For a leading Indian multi-national firm with a worldwide presence in different business areas, Q3 has developed a ChatBot for their shared services centre to help their employees with facilities and services internal to the organization.
The client is one of the largest Indian multinational firms, having business interests in engineering, construction, manufacturing goods, information technology, and financial services, and has offices worldwide.
Seeking specific information in an agile working environment is not as easy task. A virtual assistant such as ChatBot answers to the queries in a user-friendly manner. The Chatbot caters to the company needs and learns to interact depending on the situation faced.
The client required a common application to serve and assist all employees across all divisions, with internal organizational information and facilities, such as those based on an intranet and the employee-portal. The application needed to be easy-to-use, fast and interactive, encompassing features from different areas and departments, segregated accordingly.
According to the utility, a ChatBot seemed to accommodate all the requirements. Not only would it be easily accessible to all employees through a variety of channels, but it would account for information and features from all areas and departments. The ChatBot would consist of useful features such as FAQ and/or document derived information, Document/Form search, intranet-based ticketing-system, leave application, etc. along with a human-agent intervention for more complex issues and requests.
To accommodate the vast organizational requirements of the client, Q3 suggested a ChatBot based on the unique Nested-Bots Architecture. The concept of this architecture mimics a hierarchical chain-of-command, where a parent ChatBot – Concierge ChatBot – would be handling all incoming questions and request of the user, and based on the intent of the request, would redirect it to the respective child ChatBot of the respective department. The respective child ChatBot would process the request, ask any prompts for relevant information parameters, and execute the fulfilment of the request. For complex issues and queries, which other ChatBots may not be able to handle, a human intervention handoff was implemented, for a human agent to still be able to answer the request at a higher level. Therefore, all areas and categories of requests would be conveniently catered to.
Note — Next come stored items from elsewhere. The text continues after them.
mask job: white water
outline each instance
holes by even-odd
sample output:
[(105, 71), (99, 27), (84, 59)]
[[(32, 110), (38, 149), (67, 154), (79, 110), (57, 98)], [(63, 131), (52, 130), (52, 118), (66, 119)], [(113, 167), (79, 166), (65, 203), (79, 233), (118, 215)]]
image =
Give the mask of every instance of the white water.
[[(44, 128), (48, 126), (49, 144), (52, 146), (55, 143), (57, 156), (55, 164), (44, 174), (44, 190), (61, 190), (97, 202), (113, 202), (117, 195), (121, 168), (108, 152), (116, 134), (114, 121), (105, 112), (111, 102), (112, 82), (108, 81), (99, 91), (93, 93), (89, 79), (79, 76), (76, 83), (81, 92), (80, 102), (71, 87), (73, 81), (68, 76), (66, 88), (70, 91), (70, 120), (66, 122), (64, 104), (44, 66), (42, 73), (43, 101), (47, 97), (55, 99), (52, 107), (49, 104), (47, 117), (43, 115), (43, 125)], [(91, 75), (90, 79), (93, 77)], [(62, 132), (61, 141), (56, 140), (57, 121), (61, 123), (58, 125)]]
The entire ChatBot application, along with the nested-bots architecture, was developed using the Microsoft Azure Bot Service, using LUIS (Microsoft Cognitive Services) as the Natural Language Processing engine. Multiple ChatBots were created according to the department (Human Resources, Project Management, etc.), catering to department-relevant features, which were then individually called from the Concierge ChatBot, which redirected the conversation based on identified intent.
Needless to say, Natural Language Processing plays a crucial role in this architecture and needs to be in the best shape with maximum training data, understanding all sentence structures and query phrases to recognize intents and extract entities. For ongoing maintenance and upgradation of the existing Natural Language Processing engine, a Robotic-Process-Automation framework was developed to ease and smoothen the process of continuous training of the NLP engine. The framework executed a cyclic process of extracting conversation logs from LUIS, processing and identifying misunderstood queries, feeding them for human intervention for accurate intent and entity mapping, feeding the new utterance to LUIS, and training and publishing the updated model. This framework was provided as a tool to the client, to supervise the training process.
The ChatBot itself was made accessible to all employees through a large variety of channels. Alongside customized web and mobile applications hosting the ChatBot, it was also made accessible through prominent messaging services used throughout the organization such as Skype, Skype for Business, Intranet portal etc. The ChatBot, hence, catered to users in the hundred thousands, by number, and was hosted on a suitably higher tier App Service, to accommodate and manage the resulting traffic.